Approving leave requests
Leave is the most common workflow — almost every organization has one. This guide shows how requests flow from staff to managers and how to handle special cases.
How an employee requests leave
- From the dashboard, click Request leave (or sidebar → My Leave → New request).
- Fill in:
- Leave type — Annual, Sick, Unpaid, Parental, etc. Configured by HR.
- From / To — date range.
- Days — auto-calculated from the range, excluding weekends and holidays.
- Reason — optional note for the manager.
- Attachment — optional, e.g. a doctor's note.
- Submit.
The request enters the leave-request workflow.
What the manager sees
When a leave request lands:
- It appears in the manager's Approval Center with an SLA timer.
- The team calendar shows the requested dates as "pending".

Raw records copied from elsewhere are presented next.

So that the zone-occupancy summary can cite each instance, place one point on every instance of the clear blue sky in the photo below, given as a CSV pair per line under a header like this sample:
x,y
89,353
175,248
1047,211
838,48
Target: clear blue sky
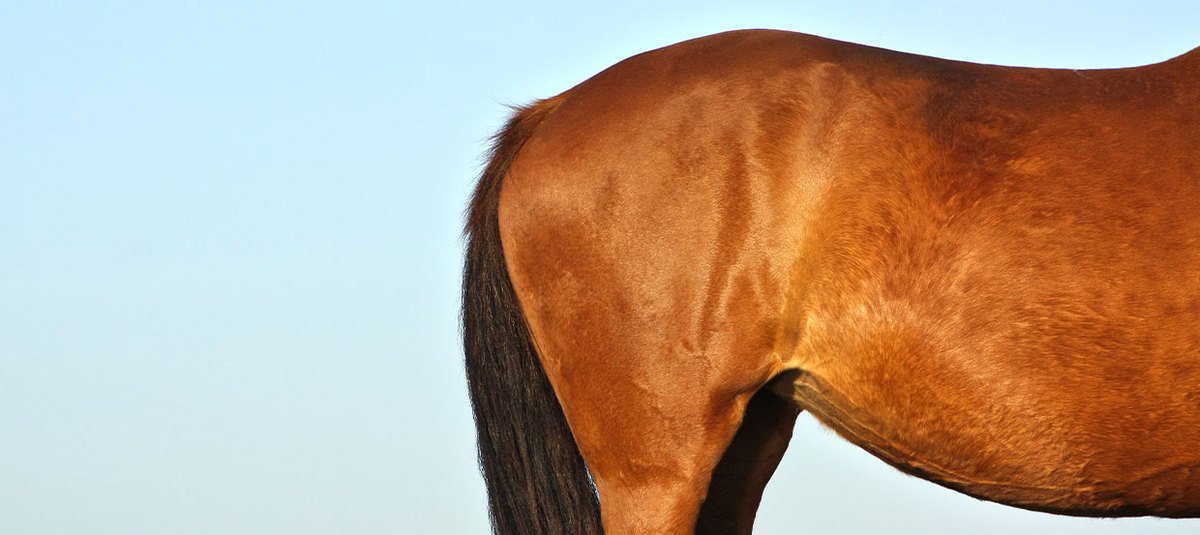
x,y
229,250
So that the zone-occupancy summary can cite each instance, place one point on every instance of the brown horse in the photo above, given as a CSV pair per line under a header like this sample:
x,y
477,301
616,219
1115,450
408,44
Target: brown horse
x,y
989,277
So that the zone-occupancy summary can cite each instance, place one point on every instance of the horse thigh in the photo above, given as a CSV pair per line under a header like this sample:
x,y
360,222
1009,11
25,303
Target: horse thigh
x,y
749,462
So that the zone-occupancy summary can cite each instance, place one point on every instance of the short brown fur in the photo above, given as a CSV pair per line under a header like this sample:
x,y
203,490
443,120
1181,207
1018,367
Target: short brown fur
x,y
987,276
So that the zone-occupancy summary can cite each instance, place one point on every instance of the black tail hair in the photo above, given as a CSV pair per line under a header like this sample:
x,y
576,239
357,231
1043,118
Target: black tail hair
x,y
537,480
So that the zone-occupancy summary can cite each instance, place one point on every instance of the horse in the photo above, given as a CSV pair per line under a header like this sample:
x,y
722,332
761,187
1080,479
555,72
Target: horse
x,y
985,276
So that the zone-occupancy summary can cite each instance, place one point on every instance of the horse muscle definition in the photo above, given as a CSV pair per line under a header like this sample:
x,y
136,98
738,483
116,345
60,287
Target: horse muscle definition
x,y
988,277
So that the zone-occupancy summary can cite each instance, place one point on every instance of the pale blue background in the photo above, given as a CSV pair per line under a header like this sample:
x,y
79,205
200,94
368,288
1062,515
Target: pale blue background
x,y
229,251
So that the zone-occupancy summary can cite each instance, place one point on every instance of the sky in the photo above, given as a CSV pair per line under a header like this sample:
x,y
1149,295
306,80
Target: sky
x,y
231,251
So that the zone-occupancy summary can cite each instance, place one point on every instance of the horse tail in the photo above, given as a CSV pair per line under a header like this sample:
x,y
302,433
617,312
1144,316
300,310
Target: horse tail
x,y
537,480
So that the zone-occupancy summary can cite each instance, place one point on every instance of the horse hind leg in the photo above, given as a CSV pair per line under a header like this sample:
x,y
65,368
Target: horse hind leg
x,y
739,479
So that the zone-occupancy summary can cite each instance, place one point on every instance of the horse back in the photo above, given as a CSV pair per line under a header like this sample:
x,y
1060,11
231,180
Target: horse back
x,y
987,276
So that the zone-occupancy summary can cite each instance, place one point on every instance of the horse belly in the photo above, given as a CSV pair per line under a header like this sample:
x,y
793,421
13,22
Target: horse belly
x,y
1012,443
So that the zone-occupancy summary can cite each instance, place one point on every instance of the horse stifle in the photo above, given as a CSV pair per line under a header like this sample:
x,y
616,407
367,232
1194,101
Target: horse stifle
x,y
988,277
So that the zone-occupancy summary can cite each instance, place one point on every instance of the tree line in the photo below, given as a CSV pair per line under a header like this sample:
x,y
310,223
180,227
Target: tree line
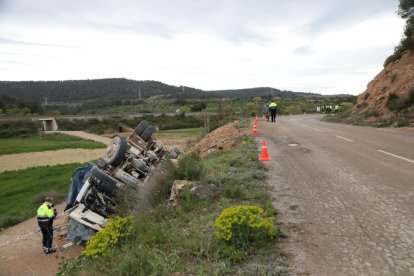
x,y
406,11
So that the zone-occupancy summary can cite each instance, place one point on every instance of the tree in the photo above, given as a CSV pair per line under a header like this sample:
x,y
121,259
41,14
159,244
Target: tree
x,y
406,11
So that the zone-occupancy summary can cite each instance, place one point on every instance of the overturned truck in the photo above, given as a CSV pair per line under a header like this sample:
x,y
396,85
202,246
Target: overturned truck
x,y
127,161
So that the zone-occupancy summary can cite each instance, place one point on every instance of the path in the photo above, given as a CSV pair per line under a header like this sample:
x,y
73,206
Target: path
x,y
344,194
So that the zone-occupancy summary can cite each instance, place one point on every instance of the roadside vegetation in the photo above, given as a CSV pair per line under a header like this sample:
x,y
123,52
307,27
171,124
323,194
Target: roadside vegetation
x,y
197,236
22,191
43,142
405,10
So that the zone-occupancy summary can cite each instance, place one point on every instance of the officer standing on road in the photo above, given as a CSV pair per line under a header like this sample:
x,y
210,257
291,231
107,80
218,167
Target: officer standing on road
x,y
45,216
273,108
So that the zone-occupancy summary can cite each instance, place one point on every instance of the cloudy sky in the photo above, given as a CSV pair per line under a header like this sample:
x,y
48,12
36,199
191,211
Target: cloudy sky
x,y
321,46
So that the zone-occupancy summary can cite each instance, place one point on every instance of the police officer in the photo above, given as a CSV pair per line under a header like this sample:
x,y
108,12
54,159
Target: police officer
x,y
272,108
45,216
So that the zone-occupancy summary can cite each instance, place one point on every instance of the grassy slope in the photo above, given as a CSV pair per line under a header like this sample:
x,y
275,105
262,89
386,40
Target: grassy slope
x,y
181,239
45,142
21,191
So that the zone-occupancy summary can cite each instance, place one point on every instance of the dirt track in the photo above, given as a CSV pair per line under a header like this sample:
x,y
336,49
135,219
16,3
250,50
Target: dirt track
x,y
65,156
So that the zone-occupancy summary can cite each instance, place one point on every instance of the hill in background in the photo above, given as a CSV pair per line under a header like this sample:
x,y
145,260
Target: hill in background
x,y
124,89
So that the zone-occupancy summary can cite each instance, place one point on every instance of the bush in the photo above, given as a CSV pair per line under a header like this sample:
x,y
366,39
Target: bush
x,y
243,226
190,167
113,234
10,129
392,58
410,99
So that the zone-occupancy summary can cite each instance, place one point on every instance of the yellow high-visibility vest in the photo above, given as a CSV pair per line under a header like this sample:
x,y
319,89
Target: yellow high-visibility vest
x,y
45,211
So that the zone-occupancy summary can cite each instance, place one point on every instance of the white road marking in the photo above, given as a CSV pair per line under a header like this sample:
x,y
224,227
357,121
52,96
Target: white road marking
x,y
346,139
397,156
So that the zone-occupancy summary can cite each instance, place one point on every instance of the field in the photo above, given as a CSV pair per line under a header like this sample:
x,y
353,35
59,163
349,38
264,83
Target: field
x,y
21,190
37,143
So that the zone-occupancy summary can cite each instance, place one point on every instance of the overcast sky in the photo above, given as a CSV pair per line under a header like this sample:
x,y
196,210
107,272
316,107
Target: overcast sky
x,y
321,46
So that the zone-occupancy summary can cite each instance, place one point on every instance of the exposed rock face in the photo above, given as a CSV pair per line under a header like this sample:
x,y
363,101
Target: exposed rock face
x,y
396,78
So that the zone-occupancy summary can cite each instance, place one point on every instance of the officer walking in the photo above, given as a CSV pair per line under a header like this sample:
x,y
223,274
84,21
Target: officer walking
x,y
45,216
273,108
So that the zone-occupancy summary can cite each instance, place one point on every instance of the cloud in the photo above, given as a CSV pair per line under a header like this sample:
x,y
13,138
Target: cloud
x,y
18,42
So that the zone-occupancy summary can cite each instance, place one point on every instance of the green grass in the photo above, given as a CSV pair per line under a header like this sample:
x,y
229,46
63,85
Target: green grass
x,y
45,142
22,191
181,239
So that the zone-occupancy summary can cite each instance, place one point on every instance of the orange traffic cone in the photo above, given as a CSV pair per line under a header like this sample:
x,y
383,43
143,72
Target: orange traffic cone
x,y
254,131
263,154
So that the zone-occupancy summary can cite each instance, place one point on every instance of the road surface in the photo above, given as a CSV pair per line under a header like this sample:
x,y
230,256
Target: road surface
x,y
345,196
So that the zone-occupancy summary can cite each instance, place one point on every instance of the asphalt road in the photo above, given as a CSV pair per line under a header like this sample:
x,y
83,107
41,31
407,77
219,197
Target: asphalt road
x,y
345,196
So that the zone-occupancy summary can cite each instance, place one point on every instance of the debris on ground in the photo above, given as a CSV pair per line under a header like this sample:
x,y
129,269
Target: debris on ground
x,y
177,187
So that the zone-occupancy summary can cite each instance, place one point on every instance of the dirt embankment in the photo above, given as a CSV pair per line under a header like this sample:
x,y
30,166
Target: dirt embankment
x,y
219,139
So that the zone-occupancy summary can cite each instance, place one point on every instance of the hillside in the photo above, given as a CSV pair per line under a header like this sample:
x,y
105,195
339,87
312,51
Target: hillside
x,y
260,92
124,89
389,97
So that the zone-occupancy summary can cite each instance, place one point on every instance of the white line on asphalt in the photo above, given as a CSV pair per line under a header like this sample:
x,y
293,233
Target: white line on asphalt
x,y
346,139
397,156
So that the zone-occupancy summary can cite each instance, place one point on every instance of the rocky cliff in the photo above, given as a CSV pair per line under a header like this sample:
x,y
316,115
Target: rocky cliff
x,y
389,97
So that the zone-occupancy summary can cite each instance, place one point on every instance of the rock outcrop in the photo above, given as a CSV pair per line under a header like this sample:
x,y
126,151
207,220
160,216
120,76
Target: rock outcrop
x,y
394,83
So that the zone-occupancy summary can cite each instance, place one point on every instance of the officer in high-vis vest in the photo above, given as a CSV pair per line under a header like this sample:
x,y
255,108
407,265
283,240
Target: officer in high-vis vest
x,y
272,108
45,216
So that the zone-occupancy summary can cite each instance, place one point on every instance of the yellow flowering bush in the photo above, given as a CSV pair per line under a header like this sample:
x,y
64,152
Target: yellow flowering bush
x,y
244,225
115,231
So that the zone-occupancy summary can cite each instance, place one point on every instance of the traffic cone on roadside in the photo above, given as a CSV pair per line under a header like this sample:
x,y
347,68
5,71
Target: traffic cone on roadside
x,y
254,131
263,155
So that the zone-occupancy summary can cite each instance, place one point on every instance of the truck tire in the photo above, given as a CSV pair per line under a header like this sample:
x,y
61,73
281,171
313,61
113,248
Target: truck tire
x,y
107,183
141,127
115,151
146,135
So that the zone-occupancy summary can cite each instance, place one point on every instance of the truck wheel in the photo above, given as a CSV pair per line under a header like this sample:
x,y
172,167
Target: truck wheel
x,y
115,151
146,135
141,127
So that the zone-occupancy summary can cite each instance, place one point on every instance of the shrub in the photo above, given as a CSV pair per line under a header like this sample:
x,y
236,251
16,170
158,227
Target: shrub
x,y
410,99
190,167
392,58
243,226
113,234
395,103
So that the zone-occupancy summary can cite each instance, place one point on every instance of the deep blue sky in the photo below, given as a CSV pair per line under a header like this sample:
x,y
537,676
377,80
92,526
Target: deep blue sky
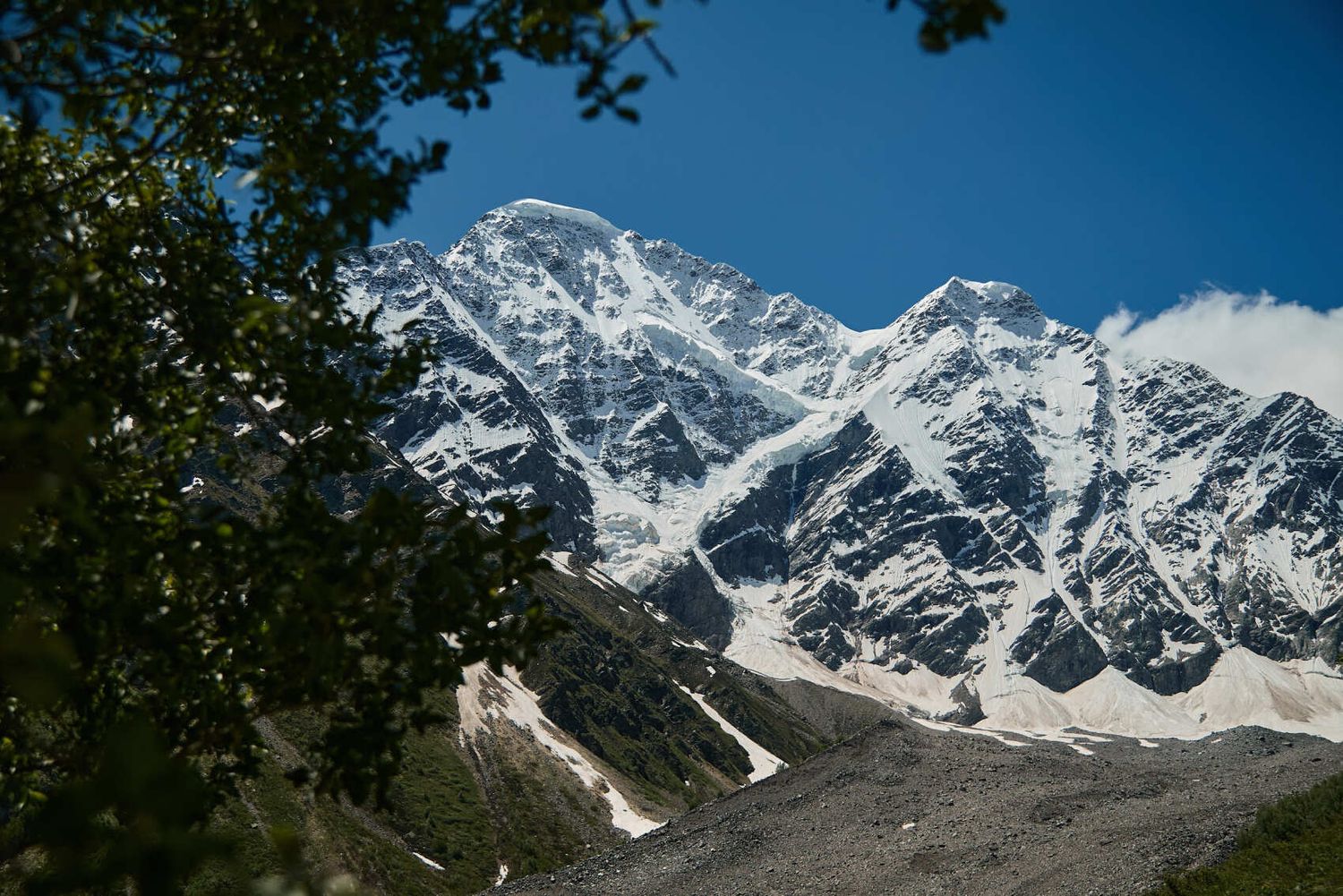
x,y
1093,153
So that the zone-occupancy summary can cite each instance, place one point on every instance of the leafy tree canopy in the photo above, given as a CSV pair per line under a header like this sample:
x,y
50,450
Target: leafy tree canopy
x,y
195,527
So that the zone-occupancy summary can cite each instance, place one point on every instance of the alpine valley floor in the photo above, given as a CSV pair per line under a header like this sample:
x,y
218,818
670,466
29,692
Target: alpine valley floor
x,y
910,809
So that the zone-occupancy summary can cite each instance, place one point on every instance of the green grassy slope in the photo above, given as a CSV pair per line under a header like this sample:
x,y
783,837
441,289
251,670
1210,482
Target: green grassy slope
x,y
1294,847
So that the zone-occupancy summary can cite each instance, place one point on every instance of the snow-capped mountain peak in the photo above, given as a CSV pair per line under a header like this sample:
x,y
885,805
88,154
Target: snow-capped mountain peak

- The leave balance preview shows what's left if the request is approved.
The manager can:
- Approve — the days are deducted from balance.
- Reject — with a reason.
- Suggest alternative dates — common when there's a coverage conflict.
Leave balance
Every employee has a balance per leave type. Configured under Admin → Leave Types:
- Accrual rate — e.g. 1.75 days per month for 21 days/year.
- Carry-over rules — how many unused days roll into next year.
- Year-end reset — when the calendar resets.
Blackout periods
Some periods can be locked from leave (year-end retail, exam season). Configured under Admin → Leave → Blackout Periods.
When a request falls in a blackout:
- The form warns the employee at submission.
- The manager sees a red flag on the request.
- The manager can still approve as an exception — the override is logged.
Calendar sync
Approved leave automatically syncs to:
- The team calendar (visible to colleagues).
- Each employee's Google or Outlook calendar (if connected).
- The dashboard's "Coming up" widget.
Sickness
Sick leave is usually handled differently from annual:
- Often retrospective (entered after the fact).
- Auto-approved up to a limit (3 days/month) without manager sign-off.
- Doctor's note required after a threshold (e.g. 5 days).
These rules are per leave type, not hard-coded.